In the world of data processing, there are a number of well-structured, unambiguous formats that we could use for data interchange. There are, for example, the ubiquitous JSON, the classic XML, and the fashionable YAML. However, when you have to deal with databases of arbitrary flavor from a variety of clients who have varying levels of familiarity with databases and data extraction, you often end up working with CSVs.

How can such a simple format make our lives so hard?

The CSV (comma separated value) format has been around for decades and, in principal, has a lot of advantages. It is a simple, universal specification that is easy for humans to read, (mostly) easy for computers to parse, and has a long legacy of good software support.

However, the csv format has a few problems; it’s generally not human readable, is not universally formatted, is problematic to parse, and has limited support in the Python ecosystem.

A CSV file has a number of records, each consisting of a number of fields. Fields are separated by commas and records are separated by newlines:

1,Alfred Adams,1234 Michigan Ave,Chicago
2,Belle Banks,4567 Randolph,Chicago

Except maybe fields are separated by tabs or pipes:

1|Alfred Adams|1234 Michigan Ave|Chicago
2|Belle Banks|4567 Randolph|Chicago

And, heck, maybe records are separated by commas.
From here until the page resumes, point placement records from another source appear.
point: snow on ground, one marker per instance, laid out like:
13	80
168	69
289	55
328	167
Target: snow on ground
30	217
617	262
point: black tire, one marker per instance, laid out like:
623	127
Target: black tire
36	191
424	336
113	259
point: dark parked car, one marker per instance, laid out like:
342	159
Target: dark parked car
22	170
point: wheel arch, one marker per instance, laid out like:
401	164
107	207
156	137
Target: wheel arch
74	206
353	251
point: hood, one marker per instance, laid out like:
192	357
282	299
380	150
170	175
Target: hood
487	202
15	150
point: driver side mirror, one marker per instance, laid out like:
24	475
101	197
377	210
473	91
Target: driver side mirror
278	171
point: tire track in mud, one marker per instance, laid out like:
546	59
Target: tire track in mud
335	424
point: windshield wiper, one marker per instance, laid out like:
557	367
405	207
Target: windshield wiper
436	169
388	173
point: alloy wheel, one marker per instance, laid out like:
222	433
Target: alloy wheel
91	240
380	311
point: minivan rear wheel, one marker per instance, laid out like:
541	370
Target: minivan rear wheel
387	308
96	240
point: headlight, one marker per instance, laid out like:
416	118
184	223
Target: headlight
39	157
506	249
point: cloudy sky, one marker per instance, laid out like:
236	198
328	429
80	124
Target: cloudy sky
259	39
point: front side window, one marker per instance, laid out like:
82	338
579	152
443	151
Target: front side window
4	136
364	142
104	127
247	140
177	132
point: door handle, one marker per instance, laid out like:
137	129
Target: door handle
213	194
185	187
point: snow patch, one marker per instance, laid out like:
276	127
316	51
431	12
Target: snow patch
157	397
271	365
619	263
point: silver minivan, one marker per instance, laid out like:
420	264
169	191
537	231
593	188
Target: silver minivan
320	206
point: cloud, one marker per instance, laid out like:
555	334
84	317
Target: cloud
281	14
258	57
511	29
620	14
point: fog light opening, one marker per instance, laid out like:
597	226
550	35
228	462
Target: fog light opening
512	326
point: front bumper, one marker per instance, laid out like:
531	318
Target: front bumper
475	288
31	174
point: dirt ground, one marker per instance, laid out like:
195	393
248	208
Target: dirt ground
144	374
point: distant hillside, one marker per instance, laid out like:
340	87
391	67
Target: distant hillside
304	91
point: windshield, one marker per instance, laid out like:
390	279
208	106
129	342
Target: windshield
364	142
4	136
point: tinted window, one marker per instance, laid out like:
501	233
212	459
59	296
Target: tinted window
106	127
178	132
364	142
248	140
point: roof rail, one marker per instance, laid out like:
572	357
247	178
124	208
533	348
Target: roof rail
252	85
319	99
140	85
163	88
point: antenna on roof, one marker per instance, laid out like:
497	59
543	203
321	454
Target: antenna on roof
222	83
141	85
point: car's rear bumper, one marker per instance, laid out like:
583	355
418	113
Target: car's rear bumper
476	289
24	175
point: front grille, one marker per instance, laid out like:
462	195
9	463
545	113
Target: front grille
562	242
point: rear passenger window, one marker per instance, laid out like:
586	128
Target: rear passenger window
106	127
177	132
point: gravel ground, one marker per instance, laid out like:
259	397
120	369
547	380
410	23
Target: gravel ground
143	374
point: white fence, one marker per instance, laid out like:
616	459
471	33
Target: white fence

1|Alfred Adams|1234 Michigan Ave|Chicago,2|Belle Banks|4567 Randolph|Chicago

We can (usually) put field separators in the data if we quote it:

1,"Adams, Alfred",1234 Michigan Ave,Chicago
2,"Banks, Belle",4567 Randolph,Chicago

Or maybe that should be single quotes.

1,'Adams, Alfred',1234 Michigan Ave,Chicago
2,'Banks, Belle',4567 Randolph,Chicago

But maybe we should quote all our strings.

1,'Adams, Alfred','1234 Michigan Ave','Chicago'
2,'Banks, Belle','4567 Randolph','Chicago'

Or we could just quote everything.

'1','Adams, Alfred','1234 Michigan Ave','Chicago'
'2','Banks, Belle','4567 Randolph','Chicago'

But is quoted '1' different from just 1? Is the first a string and the second a number? For that matter, was the unquoted 1 a number or a string to begin with?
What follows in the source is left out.